Fora isso eu acho que se fosse no meu lugar me sentiria meio incomodado ou teria minha autoestima abaixada ao escutar a garota falando "Seu pequenino".

Sabe aquela expressão "Segurando vela"?

Acho que ela não se aplica a mim, acho que a expressão correta seria "Alérgico ao amor".

Por que eu falo isso? bom não só pelo fato de que em um sofá de espaço para seis pessoas eu ser o único sozinho no vermelho veludo da solidão.

Mas sim por experiências passadas completamente traumatizantes...

Vamos visitar a mais recente, de alguns dias atrás, bem acho que todo mundo tem uma pessoa especial, que quer estar com ela a todo momento, mesmo não conseguindo, ou parecendo impossível.

A minha escolha impossível era Issabel Vonsick, uma garota realmente espetacular em beleza, como uma deusa grega, ou uma waifu de anime.

Seus cabelos loiros entravam em contraste com sua pele branca e seus olhos esmeralda, pera um momento...eu estou falando bem dela? cara...realmente na fábrica de trouxas, eu fui feito com capricho.

A gente sentava juntos na aula de ciências, acho que o fato de eu nerd influênciava o julgamento dela para escolher onde se sentar, sim, ela era horrível em ciências.

Ciências é algo fascinante, como vários conceitos humanos e diversas variáveis podem ser aplicadas de diferentes formas no nosso dia a dia, é formidável.

Enfim voltando a Issabel, ela me pediu para ajudar ela com o trabalho de ciências como sempre, e eu como sempre a ajudei.

Não consigo dizer "não" as pessoas...pera...consigo sim.

Quando minha mãe me pede para participar do louvor da igreja as nove horas da manhã de um domingo,eu sempre digo "não".
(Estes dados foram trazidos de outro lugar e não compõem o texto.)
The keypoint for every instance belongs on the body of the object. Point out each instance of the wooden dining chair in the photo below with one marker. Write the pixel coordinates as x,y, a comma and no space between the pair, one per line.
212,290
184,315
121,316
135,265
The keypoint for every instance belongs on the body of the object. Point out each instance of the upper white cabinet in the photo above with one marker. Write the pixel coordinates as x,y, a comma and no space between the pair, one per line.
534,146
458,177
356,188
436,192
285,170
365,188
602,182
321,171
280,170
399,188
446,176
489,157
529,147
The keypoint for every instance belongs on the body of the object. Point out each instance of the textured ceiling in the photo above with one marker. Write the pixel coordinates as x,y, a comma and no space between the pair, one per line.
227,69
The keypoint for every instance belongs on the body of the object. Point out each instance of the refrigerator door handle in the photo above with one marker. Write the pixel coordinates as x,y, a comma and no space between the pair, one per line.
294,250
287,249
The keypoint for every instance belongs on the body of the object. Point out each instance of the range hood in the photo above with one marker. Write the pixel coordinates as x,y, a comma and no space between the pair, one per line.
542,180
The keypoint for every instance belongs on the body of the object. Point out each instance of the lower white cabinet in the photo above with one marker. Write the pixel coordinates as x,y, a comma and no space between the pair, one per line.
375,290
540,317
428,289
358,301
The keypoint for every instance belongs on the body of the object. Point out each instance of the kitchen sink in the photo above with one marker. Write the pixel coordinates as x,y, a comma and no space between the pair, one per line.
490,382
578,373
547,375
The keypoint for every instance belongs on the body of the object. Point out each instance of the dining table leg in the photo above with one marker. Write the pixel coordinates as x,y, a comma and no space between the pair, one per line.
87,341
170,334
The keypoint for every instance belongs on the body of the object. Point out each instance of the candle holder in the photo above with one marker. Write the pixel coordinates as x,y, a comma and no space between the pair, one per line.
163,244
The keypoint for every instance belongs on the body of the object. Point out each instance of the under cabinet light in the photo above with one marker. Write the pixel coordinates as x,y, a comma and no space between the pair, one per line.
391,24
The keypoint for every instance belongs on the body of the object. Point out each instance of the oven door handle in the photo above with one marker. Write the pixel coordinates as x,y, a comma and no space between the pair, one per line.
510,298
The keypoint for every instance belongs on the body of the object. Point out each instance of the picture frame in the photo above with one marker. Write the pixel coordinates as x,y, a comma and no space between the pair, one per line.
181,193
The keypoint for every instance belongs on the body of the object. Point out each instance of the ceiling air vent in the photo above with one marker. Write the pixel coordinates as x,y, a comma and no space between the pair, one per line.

Enfim eu tinha ido a casa dela, para ficarmos fazendo o trabalho bem mais a vontade, a casa dela era legal, o típico modelo de família perfeita, dois filhos, um cachorro, um pai bem sucedido, e uma esposa amoroso dona de casa, um ótimo clichê dos anos oitenta e noventa.

Tinha chegado a casa andando com um livro de ciências em mãos, um livro sem nada de especial, apenas outro didático genérico.

Toquei a campainha e fui recebido pela sorriso encantador da minha paixão adolescente, o calor do amor era algo que me fazia me sentir, por poucos segundos, um cara normal.

-Oh! como está?

Ela me perguntou com um certo tom empolgado, e foi exatamente com aquela resposta, que eu iria descobrir o segredo de um milhão de dólares.

-Sim, estou muito bem...

Nesse momento ela segurou a minha mão e me levou para seu quarto, naquele momento passamos pela sala de estar, branco mármore é algo bem natural para gente rica e extravagante.

-Não repare demais, é só algo que meus pais gostam de ter por status..

Status, Hum algo que eu deveria parar de tentar enteder, como ter mais dinheiro que alguém, te faz ser melhor ou pior em caráter, ou ter mais amigos?

Você só tem mais papel que as outras pessoas, pois dinheiro é apenas isso, papel, números, algo tão inútil, mas que garante sua sobrevivência.

Enfim, ambos estávamos com o rosto enfiando nos livros, prestando atenção em cada parágrafo e acento, talvez por ambos sermos pessoas tímidas, ou só eu ser uma pessoa tímida.

- Você costuma sair muito?

Ela me perguntou e eu lembro de ter engasgado nas primeiras palavras, mas tomando coragem a respondi, na falha tentativa de emplacar uma conversa.

- Sim, ma--

Nesse exato momento, o carro do pai dela tocava o motor de sua chegada, e agora meu caro leitor, tudo vai começar a fazer sentido.